Three decades of putting human rights first
29 June 2018 | Local News
The landmark birthday will not only focus on the organisation's key achievements over three decades, but will continue its work by hosting a number of public discussions around key issues of the day.
On 2 July, LAC will host a discussion and debate at the Nust mining auditorium titled 'Land Rights – strategies that will work' from 18:00 until 20:00.
On 4 July, a symposium titled 'Education, unemployment and the youth – are we failing our future?' will be hosted at the same venue from 18:00 until 20:00.
LAC is also inviting members of the public for an open office day on 6 July, from between 09:00 until 15:00, at Post Street Mall opposite town square, which will include the opportunity for free legal advice on human rights issues, together with the distribution of educational material on human rights issues.
Speakers will open the discussion at the symposiums where after participants can join in the conversation.
These events are meant to educate and empower and are all offered free of charge.
The LAC was started in July 1988 while many Namibians, especially in the north, faced an avalanche of human rights abuses under South African apartheid rule.
“Human rights abuses were routine and went unpunished. The rule of law was non-existent,” the LAC has stated. Torture, assault, intimidation, arbitrary arrests and detentions without trial, and the destruction of property, livelihoods and lives, were the order of the day.
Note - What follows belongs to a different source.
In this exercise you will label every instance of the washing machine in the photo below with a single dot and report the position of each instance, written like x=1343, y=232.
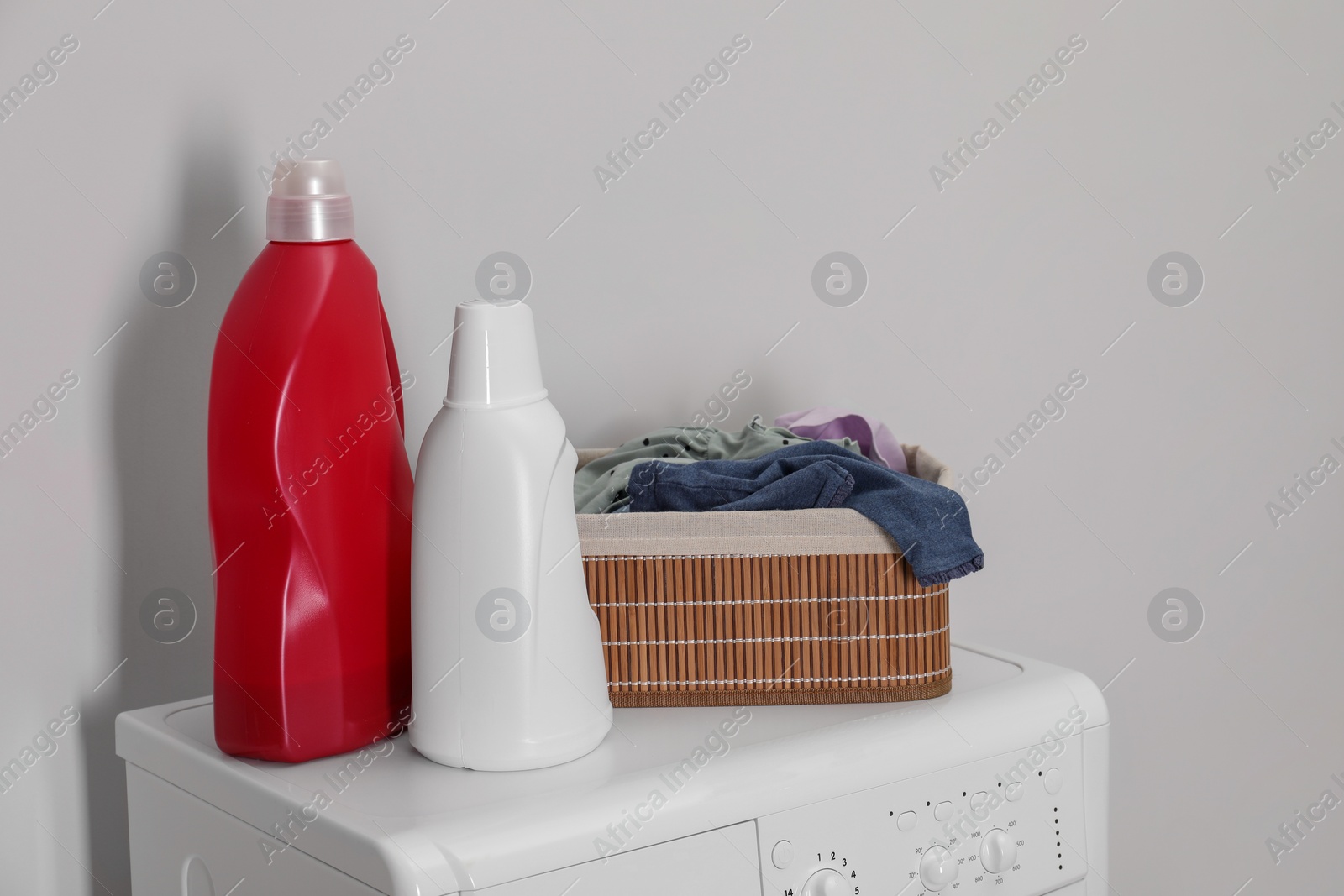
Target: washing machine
x=998, y=788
The organisation noted that “this insufferable situation provide the impetus for the establishment of a public interest, human rights law firm – the Legal Assistance Centre.”
After months of discussions with workers, students and church leaders, and numerous fundraising efforts, Windhoek lawyer, founding director and now chairperson of the LAC, Dave Smuts SC, opened the doors of the new Legal Assistance Centre in Ongwediva on 9 July 1988.
Almost immediately, the LAC was flooded with cases involving human rights abuses, with hundreds of summonses amounting to several thousand Namibia dollars were issued against the South African government in the days after it opened its doors.
“For the first time in its brutal history in Namibia, the South African government had to account for its atrocities in its own courts,” the LAC noted.
In addition to the Windhoek offices, the LAC opened branches in Ongwediva, and established its presence in Tsumeb, Walvis Bay, Rundu, Gobabis, Mariental, Katutura and Opuwo.
Since then, the human rights civil organisation that worked together with government also took on the state if they didn't subscribe to human rights and constitutional laws.
Among a long list of achievements, a landmark case was the sterilisation case whereby health ministry was sterilising women without their consent because of their HIV status.
The LAC has also spearheaded numerous studies and helped shape government policy on environmental, land, gender and family laws in Namibia, with a continued focus “to play a crucial role in the building of a constitutional democracy through its work”.